Foreword by Tom M. Mitchell
Over the past thirty years the field of Machine Learning has developed a
sequence of increasingly successful paradigms for automatically learning
general laws from specific training data. Algorithms for learning neural
networks and decision trees are now in widespread use in datamining
applications such a learning to detect credit card fraud, in control
applications such as optimizing manufacturing processes, and in sensor
interpretation tasks such as learning to recognize human speech and human
faces. While these algorithms demonstrate the practical importance of machine
learning methods, researchers are actively pursuing yet more effective
algorithms.
This manuscript describes research aimed at a new generation of machine
learning methods -- methods that enable the computer to learn more
accurately from less training data. The key to this new approach is to
take advantage of other previously acquired knowledge. To see the idea,
consider a mobile robot or process control system that must learn a control
strategy to achieve a new type of goal (e.g., locating a new type of
object) in a familiar environment (e.g., the building in which it has
operated for some time). Because the robot has experience in this
environment, it is likely to have previously acquired data or knowledge
that can be helpful in learning the new task. It might, for example, have
learned to predict the approximate effect of various robotic actions on
subsequent sensor input. The Explanation-Based Neural Network (EBNN)
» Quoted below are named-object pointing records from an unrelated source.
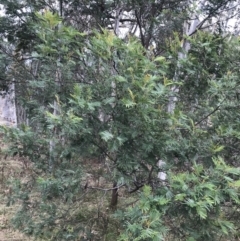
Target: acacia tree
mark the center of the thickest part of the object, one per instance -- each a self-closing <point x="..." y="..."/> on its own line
<point x="112" y="103"/>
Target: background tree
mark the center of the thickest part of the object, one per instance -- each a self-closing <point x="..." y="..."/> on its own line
<point x="112" y="101"/>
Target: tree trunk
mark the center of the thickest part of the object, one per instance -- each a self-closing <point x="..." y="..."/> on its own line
<point x="114" y="199"/>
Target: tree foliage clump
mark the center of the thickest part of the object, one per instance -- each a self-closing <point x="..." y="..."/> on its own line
<point x="99" y="137"/>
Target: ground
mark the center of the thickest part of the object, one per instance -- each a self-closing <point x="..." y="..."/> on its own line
<point x="8" y="167"/>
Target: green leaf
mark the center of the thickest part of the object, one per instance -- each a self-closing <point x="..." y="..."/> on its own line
<point x="106" y="135"/>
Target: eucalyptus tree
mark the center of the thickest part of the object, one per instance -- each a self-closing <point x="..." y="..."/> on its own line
<point x="112" y="101"/>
learning algorithm presented here takes advantage of such prior knowledge,
even if it is inexact, to significantly improve accuracy for the new
learning task. Whereas earlier methods such as neural network and decision
tree induction make use only of the training data for the current learning
task, this monograph explores several settings in which previous experience
in related tasks can be used to successfully bootstrap new learning.
While the specific EBNN learning algorithm presented here is interesting
for its ability to use approximate prior knowledge to improve learning
accuracy, the significance of this paradigm goes beyond this particular
algorithm. The paradigm of lifelong learning -- using earlier learned
knowledge to improve subsequent learning -- is a promising direction for a
new generation of machine learning algorithms. Whereas recent theoretical
results have shown fundamental bounds on the learning accuracy achievable
with pure induction from input-output examples of the target function, the
lifelong learning paradigm provides a new setting in which these
theoretical bounds are sidestepped by the introduction of knowledge
accumulated over a series of learning tasks. While it is too early to
determine the eventual outcome of this line of research, it is an exciting
and promising attempt to confront the issue of scaling up machine learning
algorithms to more complex problems. Given the need for more accurate
learning methods, it is difficult to imagine a future for machine learning
that does not include this paradigm.
Tom M. Mitchell
Pittsburgh
November 1995